Potentially hundreds of Massachusetts home buyers and other mortgage borrowers are being left in the lurch after Mortgage Lenders Network USA Inc. of Connecticut reneged on funding loans it promised to make, banking and government officials said yesterday.
Mortgage brokers said some customers who appeared at their attorneys' offices on Friday to close home-purchase or refinancing loans had no warning their transactions were no longer being funded, causing severe problems for buyers, sellers, and their agents expecting to complete normal transactions.
Kevin Cuff, executive director of the Massachusetts Mortgage Bankers Association, said yesterday that he received complaints from some 20 lenders or brokers and issued an "alert" to association members that Mortgage Lenders Network was no longer funding some loans.
"I am thinking hundreds" were affected, Cuff said, estimating the toll on Massachusetts customers.
Mortgage Lenders Network of Middletown, Conn., is known as a "wholesale" lender, providing about $12 billion in loans nationwide arranged by other lenders or by mortgage brokers. After financing loans, it then resells them in the secondary mortgage market, bankers said.
In Massachusetts, the company made 1,140 mortgages worth nearly $240 million in 2005, state regulators said.
While about 85 percent of its business is wholesale, another 15 percent of loans are made directly to home buyers or people refinancing their homes.
Mortgage Lending Network's executive vice president, James Pedrick, yesterday attributed the cessation of the wholesale business to "turmoil" in the subprime market. In December, subprime lenders Ownit Mortgage Solutions of Agoura Hills, Calif., and Sebring Capital Partners LP of Carrollton, Texas, halted operations, according to Bloomberg News.
Subprime loans, typically made to people with poor credit ratings, are the majority of Mortgage Lenders Network's business, Pedrick said. The firm has been unable to resell some packaged, subprime loans on Wall Street, he said. This apparently interrupted the stream of financing necessary to make the next batch of loans, brokers said, though Pedrick would not elaborate.
Massachusetts brokers said some of their prime customers' loans were also affected.
"We didn't have the choice to fund those deals," said Pedrick, but are "working as hard as we can to place those loans with other lenders."
Confirming prior news reports, he said "we suspended our wholesale operation" on Friday, but "still have our retail business active."
State regulators mobilized to address problems at the company, which, according to its website, is building a headquarters campus in Wallingford, Conn. The Massachusetts Division of Banks is overseeing negotiations between the lender and "third-party investors" who could finance loans that closed or are in the pipeline.
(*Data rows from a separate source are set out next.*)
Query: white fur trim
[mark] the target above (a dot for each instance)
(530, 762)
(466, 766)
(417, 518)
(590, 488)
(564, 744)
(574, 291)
David Cotney, the department's chief operating officer, said the outcome of negotiations will determine whether other remedies and regulatory actions are necessary. "Our number one priority is to get these loans closed and ensure that consumers are not harmed," he said.
Connecticut's Department of Banking sent investigators to the company last week who are "taking a look at their financials to make sure they're viable," said James Heckman, department spokesman.
Donald Lambert, president of Mortgage Group Ltd., a Dartmouth broker, said eight of his customers' loans worth more than $2 million fell through, including some that apparently closed last week but were never funded. And a home purchase scheduled to close Friday fell apart, driving the buyer and seller into a legal dispute over the deposit. Customers "are pretty upset," he said.
The affected loans were for his top-rated -- not subprime -- customers. "We had no inkling this was going to happen until Friday," he said. "No warning."
Brokers said they were trying to find new financing for customers but interest rates locked in in early December were difficult to replace because rates have risen.
"We're going to try to honor the rates," said Paul Matos, owner and president of South Coast Mortgage & Investment.